Kenan Alpay’ın “Steril Plajlar, Çağdaş Sokaklar Kampanyasının Son Hedefi” başlıklı yazısının finalinde konuyla alakalı dikkat çekici birkaç tespit ve değerlendirmesi şöyle:
İktidar sınıflarının göz ve kulak zevkleri için, çağdaş ve laik toplum kriterleri için sadece plajlardan değil okullardan, devlet dairelerinden, hastane koridorlarından dahi kovalanmış bir halkın aynı muameleyi Suriyeli muhacir kardeşlerine reva görmeleri mümkün mü? Şebbiha zulmünden, Rusya ve İran katliamlarından, Amerika ve PKK saldırılarından kaçıp kurtulmuş Suriyeli muhacirlerin karşısına zabıtaları dikmek hangi akıl ve vicdanın işi olabilir? Bu söylemlerin artması yarın öbür gün Almanya’daki Neo-Nazi örgütlerinin Türklere ait apartmanları kundaklaması, saldırı ve cinayetler organize etmesi gibi bir takım şiddet dalgalarına sebebiyet verirse ne olacak?

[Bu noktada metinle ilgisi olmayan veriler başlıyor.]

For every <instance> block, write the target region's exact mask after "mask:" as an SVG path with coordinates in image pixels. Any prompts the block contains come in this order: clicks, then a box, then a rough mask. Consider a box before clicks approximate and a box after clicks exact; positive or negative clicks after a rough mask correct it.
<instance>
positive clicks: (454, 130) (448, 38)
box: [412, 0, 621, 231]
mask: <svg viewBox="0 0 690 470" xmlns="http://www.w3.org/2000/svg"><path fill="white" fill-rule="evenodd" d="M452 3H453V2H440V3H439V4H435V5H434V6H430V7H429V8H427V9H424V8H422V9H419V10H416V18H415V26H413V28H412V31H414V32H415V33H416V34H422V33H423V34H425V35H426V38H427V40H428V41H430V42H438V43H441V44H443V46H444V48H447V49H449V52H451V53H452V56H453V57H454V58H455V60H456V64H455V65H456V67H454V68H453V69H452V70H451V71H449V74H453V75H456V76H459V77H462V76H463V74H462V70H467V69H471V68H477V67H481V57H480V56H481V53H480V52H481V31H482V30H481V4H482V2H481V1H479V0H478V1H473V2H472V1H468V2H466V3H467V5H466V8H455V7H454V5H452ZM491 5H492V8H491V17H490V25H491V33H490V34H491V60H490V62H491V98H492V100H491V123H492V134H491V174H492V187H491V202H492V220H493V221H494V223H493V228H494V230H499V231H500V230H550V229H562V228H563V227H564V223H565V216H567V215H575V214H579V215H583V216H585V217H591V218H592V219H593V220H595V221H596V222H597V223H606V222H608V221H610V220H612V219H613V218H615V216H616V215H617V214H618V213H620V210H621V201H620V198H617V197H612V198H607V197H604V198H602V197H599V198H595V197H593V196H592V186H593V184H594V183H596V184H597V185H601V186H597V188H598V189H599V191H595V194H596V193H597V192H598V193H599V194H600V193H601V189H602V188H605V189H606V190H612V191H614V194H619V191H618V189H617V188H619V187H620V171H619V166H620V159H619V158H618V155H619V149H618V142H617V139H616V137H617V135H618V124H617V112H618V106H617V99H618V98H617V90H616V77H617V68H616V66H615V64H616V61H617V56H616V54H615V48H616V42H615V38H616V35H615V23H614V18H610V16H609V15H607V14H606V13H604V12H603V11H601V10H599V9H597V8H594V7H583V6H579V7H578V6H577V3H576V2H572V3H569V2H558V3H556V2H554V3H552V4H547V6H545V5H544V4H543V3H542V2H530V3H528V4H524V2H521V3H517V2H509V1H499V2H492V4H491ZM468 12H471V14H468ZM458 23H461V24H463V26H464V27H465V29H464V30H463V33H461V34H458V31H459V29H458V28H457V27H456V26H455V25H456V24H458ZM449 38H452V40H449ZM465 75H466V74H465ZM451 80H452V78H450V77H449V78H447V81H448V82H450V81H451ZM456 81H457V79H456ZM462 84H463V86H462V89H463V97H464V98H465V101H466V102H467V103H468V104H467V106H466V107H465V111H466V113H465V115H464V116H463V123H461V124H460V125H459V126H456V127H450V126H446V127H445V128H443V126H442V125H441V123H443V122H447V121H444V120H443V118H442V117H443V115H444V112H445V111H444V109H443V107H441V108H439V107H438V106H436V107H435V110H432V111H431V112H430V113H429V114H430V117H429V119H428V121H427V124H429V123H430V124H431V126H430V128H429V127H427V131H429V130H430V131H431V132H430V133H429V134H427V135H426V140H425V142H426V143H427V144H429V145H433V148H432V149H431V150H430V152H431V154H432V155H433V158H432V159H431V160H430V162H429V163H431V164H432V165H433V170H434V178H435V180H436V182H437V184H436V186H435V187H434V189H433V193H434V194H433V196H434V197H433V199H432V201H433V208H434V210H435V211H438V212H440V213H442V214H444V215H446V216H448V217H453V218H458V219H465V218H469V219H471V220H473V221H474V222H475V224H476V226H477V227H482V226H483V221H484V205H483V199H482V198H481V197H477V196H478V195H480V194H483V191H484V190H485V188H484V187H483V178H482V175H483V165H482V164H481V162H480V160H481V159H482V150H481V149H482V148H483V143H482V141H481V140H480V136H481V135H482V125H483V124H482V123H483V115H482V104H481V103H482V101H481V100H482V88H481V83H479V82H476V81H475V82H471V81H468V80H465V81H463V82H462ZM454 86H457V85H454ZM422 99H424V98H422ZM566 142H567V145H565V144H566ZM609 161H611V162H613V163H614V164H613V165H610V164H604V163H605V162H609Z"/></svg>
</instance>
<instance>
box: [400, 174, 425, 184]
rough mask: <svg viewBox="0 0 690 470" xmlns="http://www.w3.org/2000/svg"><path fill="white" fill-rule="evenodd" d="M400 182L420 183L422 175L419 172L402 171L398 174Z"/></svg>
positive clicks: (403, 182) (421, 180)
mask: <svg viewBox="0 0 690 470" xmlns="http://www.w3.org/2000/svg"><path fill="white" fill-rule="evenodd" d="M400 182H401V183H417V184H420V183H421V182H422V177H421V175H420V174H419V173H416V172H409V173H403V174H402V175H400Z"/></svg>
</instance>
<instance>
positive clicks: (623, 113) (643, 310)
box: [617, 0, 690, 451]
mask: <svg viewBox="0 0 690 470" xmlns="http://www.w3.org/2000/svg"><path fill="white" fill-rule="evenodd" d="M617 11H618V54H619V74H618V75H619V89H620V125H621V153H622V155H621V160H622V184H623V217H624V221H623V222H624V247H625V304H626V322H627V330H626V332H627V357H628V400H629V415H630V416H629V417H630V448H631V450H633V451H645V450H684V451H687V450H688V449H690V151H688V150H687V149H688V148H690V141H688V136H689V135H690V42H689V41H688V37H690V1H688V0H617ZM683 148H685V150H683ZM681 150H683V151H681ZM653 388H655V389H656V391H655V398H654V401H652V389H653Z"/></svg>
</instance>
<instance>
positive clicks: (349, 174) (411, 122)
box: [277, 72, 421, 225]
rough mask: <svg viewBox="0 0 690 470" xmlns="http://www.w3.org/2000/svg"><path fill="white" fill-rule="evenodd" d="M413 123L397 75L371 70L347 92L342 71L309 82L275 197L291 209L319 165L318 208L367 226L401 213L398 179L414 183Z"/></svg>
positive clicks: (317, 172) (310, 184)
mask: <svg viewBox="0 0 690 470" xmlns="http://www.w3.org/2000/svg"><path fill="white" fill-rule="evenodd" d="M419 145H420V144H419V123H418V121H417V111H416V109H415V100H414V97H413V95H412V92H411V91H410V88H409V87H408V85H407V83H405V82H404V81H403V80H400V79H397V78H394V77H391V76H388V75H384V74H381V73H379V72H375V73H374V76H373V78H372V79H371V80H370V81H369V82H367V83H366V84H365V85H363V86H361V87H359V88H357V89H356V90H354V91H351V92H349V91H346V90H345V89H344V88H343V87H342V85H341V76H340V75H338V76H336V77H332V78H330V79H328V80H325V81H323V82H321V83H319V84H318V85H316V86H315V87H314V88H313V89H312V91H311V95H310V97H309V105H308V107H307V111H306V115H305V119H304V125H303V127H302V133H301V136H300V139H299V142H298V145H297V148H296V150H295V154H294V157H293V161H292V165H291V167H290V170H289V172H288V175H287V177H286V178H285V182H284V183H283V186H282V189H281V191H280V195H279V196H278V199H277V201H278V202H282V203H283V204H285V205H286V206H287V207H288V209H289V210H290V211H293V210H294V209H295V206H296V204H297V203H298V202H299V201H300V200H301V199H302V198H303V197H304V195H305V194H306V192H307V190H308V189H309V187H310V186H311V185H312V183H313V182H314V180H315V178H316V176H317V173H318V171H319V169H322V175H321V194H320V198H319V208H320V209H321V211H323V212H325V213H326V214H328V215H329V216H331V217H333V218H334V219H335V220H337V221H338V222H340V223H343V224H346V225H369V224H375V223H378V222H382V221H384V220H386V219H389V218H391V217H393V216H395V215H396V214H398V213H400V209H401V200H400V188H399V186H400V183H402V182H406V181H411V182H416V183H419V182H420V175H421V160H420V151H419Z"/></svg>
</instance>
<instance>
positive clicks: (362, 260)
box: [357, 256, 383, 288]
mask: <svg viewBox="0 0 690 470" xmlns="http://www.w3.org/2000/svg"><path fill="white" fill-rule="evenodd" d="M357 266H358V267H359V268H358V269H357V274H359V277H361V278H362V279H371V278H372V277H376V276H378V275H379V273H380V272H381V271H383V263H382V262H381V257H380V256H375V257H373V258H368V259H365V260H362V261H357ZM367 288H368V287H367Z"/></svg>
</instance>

Kimse hayal kurmasın, gereksiz yere öfkelenip depresyona girmesin: Suriyeli muhacirler ne kadar isteseler de Avrupa’ya geçemeyecekler çünkü denizleri aşamadıkları için cesetleri şu ya da bu sahile vuruyor. Suriye’ye de dönemeyecekler çünkü Esed-Rusya ve İran kampı da Amerika-Avrupa ve PKK kampı da hız kesmeden yıkıma, katliama, tehcire devam ediyorlar. Eğer Esed rejimi yıkılmaz ve PKK garnizon devleti engellenemez ise makul ve mecburi çözüm içeride ve hep birlikte olacak. Balkanlardan gelen Boşnak, Arnavut, Pomak, Tatar, Makedon kardeşlerimiz gibi veya Kafkaslardan gelen Çerkes, Abhaz, Azeri, Gürcü, Kabartay, Özbek kardeşlerimiz gibi zaman içinde onlar da bu topluma entegre olacaklar. Sabırla hukuki ve ahlaki zemini güçlendirmekte fayda var; toplum için de böyle devlet için de böyle bu mesele.